Last week was the start of my second semester as a university librarian. Having barely surfaced from all the work associated with ALA Midwinter (and with still quite a few things on the to-do list I brought home), I could’ve used another month of calm before the current storm. But that is not the academic librarian’s life, I find!
The nice thing is that over the break I got to see a number of projects from the fall pay off. We launched a new library front page (no small thing!!) with a design that my colleagues and I spent many long hours drafting and revising. I attended my liaison college’s start-of-semester meeting and was pleased to realize — by running into them there — that I am succeeding in building relationships with faculty members in my departments. I put up my first exhibit, a tie-in to Focus the Nation (in which my campus is participating), with the generous help and contributions of several colleagues.

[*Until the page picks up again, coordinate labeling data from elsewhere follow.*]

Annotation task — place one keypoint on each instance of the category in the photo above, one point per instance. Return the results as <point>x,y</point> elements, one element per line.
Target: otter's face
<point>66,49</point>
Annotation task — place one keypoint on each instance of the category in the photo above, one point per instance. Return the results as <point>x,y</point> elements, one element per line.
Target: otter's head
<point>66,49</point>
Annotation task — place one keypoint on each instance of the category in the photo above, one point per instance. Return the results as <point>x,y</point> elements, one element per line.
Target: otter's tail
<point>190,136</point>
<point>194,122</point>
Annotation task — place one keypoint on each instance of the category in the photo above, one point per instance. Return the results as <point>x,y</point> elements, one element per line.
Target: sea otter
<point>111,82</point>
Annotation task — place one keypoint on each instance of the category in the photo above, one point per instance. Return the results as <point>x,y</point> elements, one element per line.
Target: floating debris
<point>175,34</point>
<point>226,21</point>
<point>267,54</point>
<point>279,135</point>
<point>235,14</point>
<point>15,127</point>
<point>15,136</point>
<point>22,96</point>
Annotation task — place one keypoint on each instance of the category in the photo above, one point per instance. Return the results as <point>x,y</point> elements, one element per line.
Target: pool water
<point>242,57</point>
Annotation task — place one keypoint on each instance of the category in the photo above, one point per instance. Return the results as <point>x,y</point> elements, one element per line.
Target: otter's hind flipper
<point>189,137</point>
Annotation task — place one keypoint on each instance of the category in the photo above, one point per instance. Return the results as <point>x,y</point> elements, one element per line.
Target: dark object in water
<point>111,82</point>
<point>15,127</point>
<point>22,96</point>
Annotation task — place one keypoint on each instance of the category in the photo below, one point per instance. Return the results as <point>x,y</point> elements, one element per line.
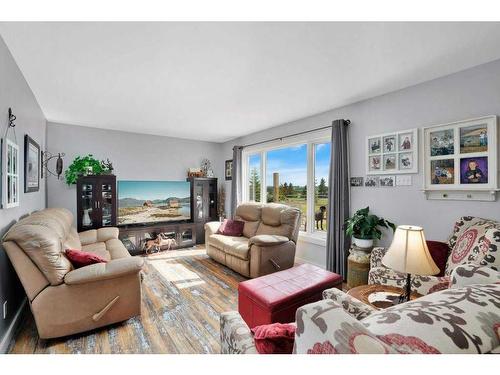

At the same time, I’m finding that the shine is off a little. Don’t get me wrong, I still love my job, but I’m starting to see more reality and less honeymoon in my library. I’ve had a few minor interpersonal conflicts to smooth out, and I’ve seen obstacles appear in the path of some projects or directions I want to pursue. Where before I had this big smile plastered on my face all the time, now the smiles come and go. Perhaps the contrast is more distinct after coming back from two days of Emerging Leaders activities in Philadelphia. That experience made me feel ready to take over the world, but of course the world is not particularly receptive to being taken over.
I’m not unique here, and I don’t claim to be. It’s not as if my experience is unusual; many people go through this sort of honeymoon-to-reality phase in work, in marriage, and in other types of relationships. We start out and everything’s new, exciting, full of promise. We project our hopes and ideals for the relationship onto the other person or organization, and over time slowly start to realize that what we imagined is simply not the truth — and it doesn’t have to be. It can be even more exciting to shed those honeymoon imaginings and get to know the reality behind them.
I was just reading a 2004 article in the Chronicle on this topic, and the columnist had a very savvy perspective:
My hiring honeymoon died fast, thank goodness. I found out that just because I was the center of attention for a few months did not mean that the program or the university would perpetually revolve around me. I found that when I bellyached less, and instead offered practical and measured solutions for real problems, administrators looked more favorably on the requests I did make. And I found that respect came to me from doing my best at everything I could do and admitting what I couldn’t do.
Between the lines in Mr. Perlmutter’s article I’m hearing a few reminders: first, to be a team player and to give as much as you take; second, to be rational instead of emotional; and third, to be patient. None of these things are always easy, but together they contribute to far deeper and more lasting relationships.
So come back to me, lottery-ticket feeling. Because I’ve hit the point now where I need to figure out how I fit into this organization, and how it fits me. As I move forward, I vow to keep those three reminders in mind. A honeymoon is a wonderful thing, but ultimately I’m committed to a long, happy marriage.